Now, this may sound like a direct contradiction of my first suggestion (and you may even still be in the grieving stage at this point) but you must begin doing what you need to do for your child as well as yourself. You will need to educate yourself on your child’s diagnosis and prognosis. What will your child need? Therapists? A special diet or bed? Periodic hospital stays? Getting a realistic picture of what your child will need will help you with being able to mentally prepare for the road ahead. While ensuring that your child has everything, do not forget yourself. There are many support groups online as well as in the community for parents who have a child with almost any diagnosis you can think of. Consider joining some of these groups to get a better understanding of the diagnosis as well as what you can expect next from people who have been where you are. Look into financial assistance from the government as well as assistance through private agencies. This assistance can assist you with paying for therapy, camps, specialized beds, and much more. Taking advantage of this assistance can take a lot of stress off you especially if you were not financially prepared for everything your child will need.
Accept Your New Reality
It is an understatement to say that the life of a parent with a special needs child is different than the life of a parent without one. Depending on the type of diagnosis, there may be some things that you were able to do as a family before that you may not be able to do once you have a child with special needs. After my son who has autism was born, my new reality was that we could no longer go to events that were held in open spaces because he would take off running. Basketball games or fireworks shows were also off-limits because my son had a sensitivity to loud noise. Your new reality could be that you find that your family must have an iron-clad routine, or your child will meltdown. Or your reality may mean that you spend as much – if not more – time at the hospital as you do at home. Whatever your new reality looks like, embrace it. Embracing this new reality will help you with knowing what “normal” looks like for your family. Once you come to know what your normal is, your child’s diagnosis will become easier to manage.

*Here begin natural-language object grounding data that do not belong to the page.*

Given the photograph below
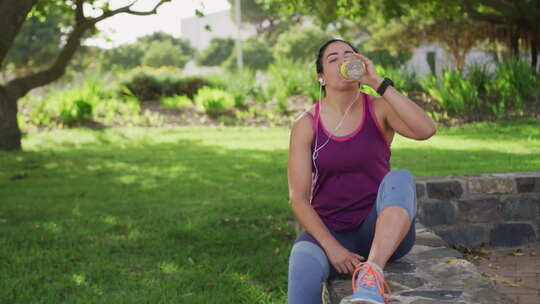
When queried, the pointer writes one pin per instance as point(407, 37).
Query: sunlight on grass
point(179, 215)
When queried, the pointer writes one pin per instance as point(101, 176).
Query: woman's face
point(334, 54)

As with any parent, the parent of a child with special needs will tell you that their child is their world and that they are very proud to be their parent. But being a parent of a child with special needs also comes with a unique set of challenges and difficulties. Hopefully, these three suggestions can help so that you can fully experience the joys of parenthood.
If you are a parent of a child with special needs, how did you navigate the first few days, weeks, and months following the diagnosis? What things would you add to this list?